Snapshot OpenTSDB Tables:
Fire up hbase shell and take snapshot of opentsdb tables. You can choose any name for snapshot to be created.
hbase> snapshot 'tsdb', 'tsdb-<date>'
hbase> snapshot 'tsdb-uid', 'tsdb-uid-<date>'
hbase> snapshot 'tsdb-meta', 'tsdb-meta-<date>'
hbase> snapshot 'tsdb-tree', 'tsdb-tree-<date>'
Transfer OpenTSDB Tables to New HBase Cluster
Here we will use ExportSnapshot utility provided by HBase. It takes snapshot name, destination cluster address as primary arguments. As it will run as a map-reduce job, you can also specify number of mapper to use.
$ sudo su - hdfs
export HADOOP_MAPRED_HOME=/usr/lib/hadoop-0.20-mapreduce/
export HADOOP_HOME=/usr/lib/hadoop
export HBASE_HOME=/usr/lib/hbase
$ hbase org.apache.hadoop.hbase.snapshot.ExportSnapshot -snapshot tsdb-<date> -copy-to hdfs://<dest-hdfs>:8020/hbase -mappers 4
Repeat last line for other three opentsdb tables also. This will copy all the snapshot meta data and related HFiles to destination cluster. Make sure you set correct hbase path in destination cluster.

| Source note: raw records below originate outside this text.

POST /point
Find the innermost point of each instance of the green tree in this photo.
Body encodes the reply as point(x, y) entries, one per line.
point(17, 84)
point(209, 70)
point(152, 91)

Once done you can check for copied snapshot files in destination cluster. You also want to check owner of the copied files so that HBase can access it properly. In case of HDP cluster it needed to get changed to _hbase:hdfs _and here is how to do it.
$ sudo su - hdfs
hadoop fs -chown -R hbase:hdfs /apps/hbase/data/archive
hadoop fs -chown -R hbase:hdfs /apps/hbase/data/.hbase-snapshot/tsdb-<date>
You may want to repeat last line for all four opentsdb tables snapshots.
Restoring OpenTSDB Table Snapshots
Now to list and restore snapshots on destination cluster, you can do the following in HBase shell. The first command should list all the snapshot and that should include all four opentsdb table snapshots we just transferred. The second line will restore a snapshot into a table.
hbase> list_snapshots
hbase> restore_snapshot 'tsdb-<date>'
If you have already created tables in destination cluster then you may want to disable table first and then restore snapshot and then enable it. Repeat the second line for all four tsdb tables.
Once all tables are restored and you have verified it, you can change HBase address in TSDs and start them.
Update: It is also recommended to run major compaction on tables to reattain data locality.